Check-ups and Health
Make a point to visit the doctor regularly and ask about the risks of medical treatment in order to promote brain health.
- Ignoring headaches: Headaches are caused from all types of conditions, including fatigue, stress, hunger and dehydration. But severe chronic headaches could signify a much more serious problem, like a brain tumor, severe sinuses, or another underlying condition.
- Missing check-ups: Missing check-ups means that you have less face time with your doctor to talk about any health concerns or irregularities.

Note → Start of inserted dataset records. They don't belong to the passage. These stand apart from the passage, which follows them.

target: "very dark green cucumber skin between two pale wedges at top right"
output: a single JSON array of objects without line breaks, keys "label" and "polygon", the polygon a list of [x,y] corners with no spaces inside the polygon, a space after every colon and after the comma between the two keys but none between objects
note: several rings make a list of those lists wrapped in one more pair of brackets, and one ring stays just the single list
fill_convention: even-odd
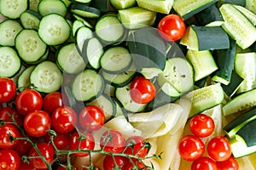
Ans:
[{"label": "very dark green cucumber skin between two pale wedges at top right", "polygon": [[223,21],[224,19],[220,14],[216,3],[212,4],[210,7],[202,10],[201,12],[195,14],[195,20],[197,26],[206,26],[215,21]]}]

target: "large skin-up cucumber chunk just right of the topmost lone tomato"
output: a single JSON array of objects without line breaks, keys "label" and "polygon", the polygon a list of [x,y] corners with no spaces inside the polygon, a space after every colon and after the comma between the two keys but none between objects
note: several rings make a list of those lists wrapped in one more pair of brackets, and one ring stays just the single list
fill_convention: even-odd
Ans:
[{"label": "large skin-up cucumber chunk just right of the topmost lone tomato", "polygon": [[199,51],[230,48],[229,36],[220,26],[189,26],[180,43]]}]

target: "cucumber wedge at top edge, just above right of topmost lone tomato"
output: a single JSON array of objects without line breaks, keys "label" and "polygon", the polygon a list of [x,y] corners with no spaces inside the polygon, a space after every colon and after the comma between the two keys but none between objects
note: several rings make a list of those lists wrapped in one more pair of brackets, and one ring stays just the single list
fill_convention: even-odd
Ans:
[{"label": "cucumber wedge at top edge, just above right of topmost lone tomato", "polygon": [[218,2],[218,0],[175,0],[173,3],[173,8],[177,14],[183,17],[184,20],[188,20],[194,14],[199,13],[216,2]]}]

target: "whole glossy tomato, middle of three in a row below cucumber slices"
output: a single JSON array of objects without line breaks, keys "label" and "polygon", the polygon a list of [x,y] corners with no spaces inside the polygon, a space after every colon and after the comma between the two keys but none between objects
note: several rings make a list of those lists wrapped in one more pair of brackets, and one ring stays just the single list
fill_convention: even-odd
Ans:
[{"label": "whole glossy tomato, middle of three in a row below cucumber slices", "polygon": [[71,107],[61,106],[52,112],[52,127],[58,133],[70,133],[77,124],[77,114]]}]

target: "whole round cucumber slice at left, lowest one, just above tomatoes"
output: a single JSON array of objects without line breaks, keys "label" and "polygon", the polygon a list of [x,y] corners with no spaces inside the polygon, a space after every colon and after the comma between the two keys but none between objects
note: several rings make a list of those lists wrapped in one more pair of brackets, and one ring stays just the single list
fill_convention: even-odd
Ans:
[{"label": "whole round cucumber slice at left, lowest one, just above tomatoes", "polygon": [[30,75],[30,83],[42,93],[51,93],[61,88],[62,75],[58,66],[51,61],[37,65]]}]

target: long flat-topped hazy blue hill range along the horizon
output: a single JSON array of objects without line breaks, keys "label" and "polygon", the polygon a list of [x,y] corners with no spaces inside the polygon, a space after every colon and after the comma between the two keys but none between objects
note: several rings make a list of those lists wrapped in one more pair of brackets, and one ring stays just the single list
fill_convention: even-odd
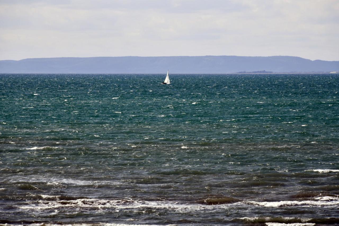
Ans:
[{"label": "long flat-topped hazy blue hill range along the horizon", "polygon": [[195,73],[331,72],[339,61],[292,56],[61,57],[0,60],[0,73]]}]

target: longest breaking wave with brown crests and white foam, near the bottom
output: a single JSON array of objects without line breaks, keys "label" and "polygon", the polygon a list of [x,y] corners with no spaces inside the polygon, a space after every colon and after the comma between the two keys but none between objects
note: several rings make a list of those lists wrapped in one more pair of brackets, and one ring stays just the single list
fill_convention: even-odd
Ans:
[{"label": "longest breaking wave with brown crests and white foam, near the bottom", "polygon": [[184,203],[175,201],[144,201],[132,199],[105,200],[91,199],[87,197],[74,196],[54,196],[45,194],[30,194],[34,201],[28,201],[23,206],[17,206],[20,209],[30,209],[39,211],[44,209],[55,208],[113,208],[119,209],[139,209],[139,208],[154,208],[167,209],[177,212],[194,212],[201,210],[220,210],[228,209],[230,206],[246,206],[257,205],[264,207],[281,207],[281,206],[339,206],[339,197],[323,196],[316,197],[313,200],[307,201],[279,201],[279,202],[255,202],[241,201],[233,197],[209,197],[198,200],[195,203]]}]

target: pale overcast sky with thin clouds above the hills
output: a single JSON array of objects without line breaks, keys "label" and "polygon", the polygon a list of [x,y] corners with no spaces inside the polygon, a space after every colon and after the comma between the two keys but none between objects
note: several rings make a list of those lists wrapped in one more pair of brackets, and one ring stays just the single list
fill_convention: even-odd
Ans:
[{"label": "pale overcast sky with thin clouds above the hills", "polygon": [[0,60],[299,56],[339,60],[339,0],[0,0]]}]

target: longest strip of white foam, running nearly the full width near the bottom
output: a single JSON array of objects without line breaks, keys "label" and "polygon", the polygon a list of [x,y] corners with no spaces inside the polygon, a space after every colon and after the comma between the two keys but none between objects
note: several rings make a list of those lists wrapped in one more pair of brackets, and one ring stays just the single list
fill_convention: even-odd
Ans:
[{"label": "longest strip of white foam, running nearly the full width near the bottom", "polygon": [[[102,182],[100,183],[102,184]],[[54,198],[59,199],[59,196],[41,195],[42,198]],[[332,197],[333,198],[333,197]],[[334,197],[335,198],[335,197]],[[57,201],[44,201],[35,200],[27,202],[24,206],[16,206],[20,209],[29,211],[41,211],[45,209],[57,209],[57,208],[86,208],[86,209],[114,209],[116,211],[124,210],[137,210],[137,209],[166,209],[174,212],[201,212],[201,211],[223,211],[234,206],[244,205],[259,205],[265,207],[280,207],[280,206],[339,206],[339,200],[327,200],[329,198],[319,197],[318,201],[280,201],[280,202],[254,202],[254,201],[242,201],[230,204],[220,205],[203,205],[196,203],[179,203],[173,201],[140,201],[131,199],[122,200],[104,200],[104,199],[77,199],[77,200],[57,200]],[[305,222],[305,221],[302,221]],[[307,221],[306,221],[307,222]],[[306,223],[305,222],[305,223]]]}]

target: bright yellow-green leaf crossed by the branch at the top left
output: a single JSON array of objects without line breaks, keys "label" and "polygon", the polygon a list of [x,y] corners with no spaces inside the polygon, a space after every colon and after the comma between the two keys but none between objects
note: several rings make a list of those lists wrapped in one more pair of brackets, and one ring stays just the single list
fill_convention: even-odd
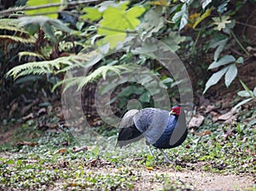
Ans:
[{"label": "bright yellow-green leaf crossed by the branch at the top left", "polygon": [[[61,0],[28,0],[26,2],[27,7],[33,7],[33,6],[40,6],[40,5],[46,5],[51,3],[61,3]],[[42,9],[34,9],[34,10],[26,10],[26,14],[46,14],[52,19],[58,18],[58,11],[60,10],[61,6],[59,7],[49,7],[49,8],[42,8]],[[55,12],[55,14],[52,14]],[[47,14],[51,13],[51,14]]]}]

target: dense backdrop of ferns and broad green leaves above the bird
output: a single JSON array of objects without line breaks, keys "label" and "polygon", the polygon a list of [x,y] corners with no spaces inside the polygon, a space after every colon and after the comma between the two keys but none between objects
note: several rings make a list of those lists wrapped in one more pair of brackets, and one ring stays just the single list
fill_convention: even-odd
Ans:
[{"label": "dense backdrop of ferns and broad green leaves above the bird", "polygon": [[[19,88],[39,80],[46,86],[37,84],[38,90],[51,87],[53,91],[62,84],[65,84],[64,90],[74,85],[80,90],[100,78],[120,77],[141,66],[148,67],[153,76],[160,78],[159,85],[168,90],[169,96],[175,97],[175,86],[182,81],[175,81],[157,63],[156,54],[165,50],[155,46],[152,38],[165,43],[168,49],[181,56],[189,65],[187,67],[192,68],[191,78],[196,78],[193,85],[203,93],[223,77],[224,84],[229,87],[237,76],[239,65],[252,56],[246,49],[249,39],[238,38],[240,34],[235,28],[241,23],[237,14],[244,6],[253,4],[253,0],[47,3],[47,0],[29,0],[26,9],[3,10],[1,75],[7,77],[2,85],[3,96],[14,91],[7,88],[12,84],[10,77],[15,78],[15,85]],[[198,61],[196,57],[200,56],[201,61]],[[69,73],[71,76],[64,78],[66,72],[81,68],[84,71],[82,76]],[[200,72],[201,78],[194,77],[194,72]],[[147,75],[140,80],[154,85],[154,80]],[[148,92],[147,87],[137,84],[126,84],[126,89],[119,90],[112,102],[118,101],[122,107],[125,101],[135,96],[143,107],[150,106],[152,97],[158,92]],[[255,100],[256,89],[249,90],[246,84],[241,84],[246,92],[241,91],[239,96],[247,99],[236,107]],[[108,84],[101,91],[114,88]],[[45,96],[45,91],[43,94]],[[13,99],[15,97],[7,102]]]}]

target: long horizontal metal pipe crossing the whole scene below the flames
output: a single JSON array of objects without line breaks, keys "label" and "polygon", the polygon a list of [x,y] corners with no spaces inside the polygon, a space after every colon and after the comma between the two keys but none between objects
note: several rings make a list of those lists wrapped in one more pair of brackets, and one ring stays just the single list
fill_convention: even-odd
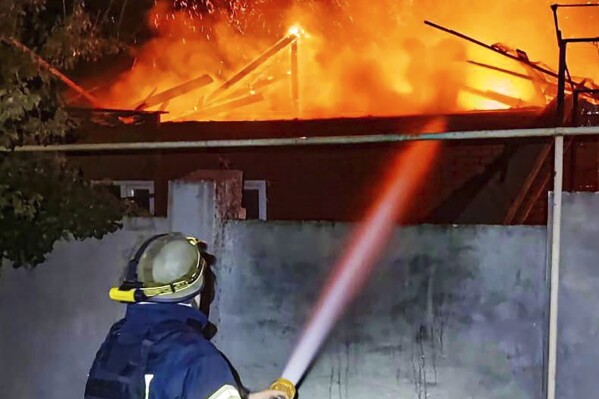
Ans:
[{"label": "long horizontal metal pipe crossing the whole scene below the flames", "polygon": [[[424,134],[376,134],[367,136],[321,136],[291,137],[274,139],[242,140],[199,140],[199,141],[159,141],[130,143],[89,143],[24,145],[16,147],[16,152],[98,152],[98,151],[135,151],[135,150],[175,150],[191,148],[243,148],[243,147],[285,147],[309,145],[355,145],[374,143],[398,143],[428,140],[478,140],[524,137],[586,136],[599,135],[598,126],[562,127],[543,129],[480,130],[466,132],[424,133]],[[12,152],[12,149],[0,147],[0,152]]]}]

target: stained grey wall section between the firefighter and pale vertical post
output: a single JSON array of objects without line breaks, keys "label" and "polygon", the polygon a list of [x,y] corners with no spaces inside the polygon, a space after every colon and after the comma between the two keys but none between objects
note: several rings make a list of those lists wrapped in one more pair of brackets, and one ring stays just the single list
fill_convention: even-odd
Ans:
[{"label": "stained grey wall section between the firefighter and pale vertical post", "polygon": [[[281,373],[348,227],[227,225],[217,342],[250,387]],[[538,398],[544,276],[544,229],[401,229],[302,397]]]}]

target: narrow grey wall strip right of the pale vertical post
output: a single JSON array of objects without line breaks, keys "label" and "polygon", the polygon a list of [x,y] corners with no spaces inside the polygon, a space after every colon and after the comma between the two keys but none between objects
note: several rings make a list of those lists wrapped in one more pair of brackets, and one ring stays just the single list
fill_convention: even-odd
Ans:
[{"label": "narrow grey wall strip right of the pale vertical post", "polygon": [[563,200],[557,394],[599,396],[599,194]]}]

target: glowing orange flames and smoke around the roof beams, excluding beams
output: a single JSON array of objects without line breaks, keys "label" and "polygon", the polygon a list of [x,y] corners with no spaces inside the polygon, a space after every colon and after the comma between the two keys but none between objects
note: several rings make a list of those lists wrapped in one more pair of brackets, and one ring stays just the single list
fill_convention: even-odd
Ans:
[{"label": "glowing orange flames and smoke around the roof beams, excluding beams", "polygon": [[[292,25],[299,41],[300,103],[304,118],[443,113],[506,108],[465,93],[465,85],[530,101],[530,82],[469,66],[476,59],[524,72],[516,63],[457,41],[423,25],[424,19],[488,43],[528,50],[531,59],[555,64],[550,0],[473,2],[455,0],[204,0],[158,1],[148,13],[155,37],[133,50],[135,65],[119,77],[104,100],[132,106],[152,92],[208,73],[224,81],[283,37]],[[586,16],[588,18],[588,16]],[[580,22],[582,17],[567,19]],[[596,54],[596,49],[590,51]],[[250,93],[260,79],[265,100],[215,115],[218,119],[291,117],[289,52],[281,51],[236,89]],[[586,52],[584,54],[587,54]],[[592,77],[587,62],[570,60]],[[587,58],[585,58],[587,59]],[[580,64],[580,65],[579,65]],[[596,68],[594,69],[597,72]],[[201,108],[216,88],[171,101],[171,118]]]}]

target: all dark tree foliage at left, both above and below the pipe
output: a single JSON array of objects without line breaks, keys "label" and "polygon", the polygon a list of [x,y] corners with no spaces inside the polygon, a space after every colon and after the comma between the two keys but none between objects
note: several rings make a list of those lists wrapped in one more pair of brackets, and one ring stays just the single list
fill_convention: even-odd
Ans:
[{"label": "all dark tree foliage at left, both above and below the pipe", "polygon": [[[64,86],[19,44],[63,72],[118,53],[113,21],[126,1],[89,3],[95,8],[82,0],[0,0],[1,146],[60,143],[76,128]],[[62,156],[0,153],[0,261],[35,266],[57,240],[115,231],[128,210]]]}]

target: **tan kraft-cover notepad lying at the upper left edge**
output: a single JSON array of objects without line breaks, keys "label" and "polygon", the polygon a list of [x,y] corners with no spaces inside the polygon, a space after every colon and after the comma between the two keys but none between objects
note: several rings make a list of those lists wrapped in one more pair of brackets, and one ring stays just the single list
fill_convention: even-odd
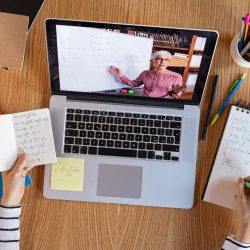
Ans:
[{"label": "tan kraft-cover notepad lying at the upper left edge", "polygon": [[0,12],[0,67],[22,69],[29,17]]}]

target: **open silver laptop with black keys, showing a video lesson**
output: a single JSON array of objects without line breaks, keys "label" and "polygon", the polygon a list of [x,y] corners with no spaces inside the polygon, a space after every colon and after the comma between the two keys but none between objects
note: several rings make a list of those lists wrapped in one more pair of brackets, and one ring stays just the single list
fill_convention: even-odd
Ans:
[{"label": "open silver laptop with black keys, showing a video lesson", "polygon": [[58,157],[84,159],[83,191],[48,199],[191,208],[200,103],[218,32],[47,19]]}]

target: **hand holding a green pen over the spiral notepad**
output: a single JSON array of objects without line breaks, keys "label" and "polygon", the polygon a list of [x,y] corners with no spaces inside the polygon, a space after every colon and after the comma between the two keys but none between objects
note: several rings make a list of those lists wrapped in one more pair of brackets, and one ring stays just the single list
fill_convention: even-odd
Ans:
[{"label": "hand holding a green pen over the spiral notepad", "polygon": [[239,215],[239,226],[235,234],[235,239],[250,243],[250,198],[247,197],[244,191],[244,180],[250,182],[250,176],[239,178],[236,187],[236,204]]}]

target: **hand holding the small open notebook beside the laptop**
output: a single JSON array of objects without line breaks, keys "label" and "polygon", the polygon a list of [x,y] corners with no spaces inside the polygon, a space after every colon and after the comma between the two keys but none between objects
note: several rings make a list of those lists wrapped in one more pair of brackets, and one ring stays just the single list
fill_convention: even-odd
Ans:
[{"label": "hand holding the small open notebook beside the laptop", "polygon": [[20,204],[24,194],[25,176],[29,170],[27,155],[20,154],[14,167],[10,171],[2,172],[2,205],[15,206]]}]

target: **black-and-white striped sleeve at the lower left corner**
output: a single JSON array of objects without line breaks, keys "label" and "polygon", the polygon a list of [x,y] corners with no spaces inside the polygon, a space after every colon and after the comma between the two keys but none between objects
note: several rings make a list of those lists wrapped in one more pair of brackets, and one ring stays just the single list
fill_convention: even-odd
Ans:
[{"label": "black-and-white striped sleeve at the lower left corner", "polygon": [[21,205],[0,205],[0,250],[18,250]]}]

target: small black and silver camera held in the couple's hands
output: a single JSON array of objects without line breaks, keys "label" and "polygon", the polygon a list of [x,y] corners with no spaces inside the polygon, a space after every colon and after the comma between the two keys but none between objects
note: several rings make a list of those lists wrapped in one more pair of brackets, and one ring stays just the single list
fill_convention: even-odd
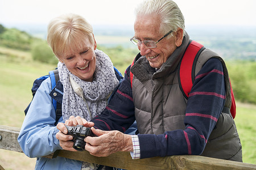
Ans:
[{"label": "small black and silver camera held in the couple's hands", "polygon": [[85,150],[85,142],[84,138],[90,136],[90,137],[96,137],[96,135],[90,130],[90,128],[86,128],[82,125],[77,126],[67,126],[68,129],[68,135],[73,136],[74,145],[73,148],[75,148],[77,151],[84,151]]}]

It also means that you will miss tests that can catch health problems early on and will only worsen in the future.
- Taking Warfarin: The blood-thinning drug Warfarin "can increase the risk of death from a brain haemorrhage," according to the Telegraph. The paper reports that a U.S. study found that Warfarin–usually prescribed to patients at risk from eschemic stroke caused by a blood clot in the brain–risks the chance of making blood too thin, resulting in a brain hemorrhage.
- Chemotherapy: Chemotherapy is now a standard treatment for many types of cancer, but it also poses a risk to the brain. A University of Rochester Medical Center study found that chemotherapy and other "common drugs used to treat cancer may be more harmful to healthy brain cells than the cancer cells that they are intended to destroy." The Mayo Clinic also reports that chemotherapy can cause memory problems.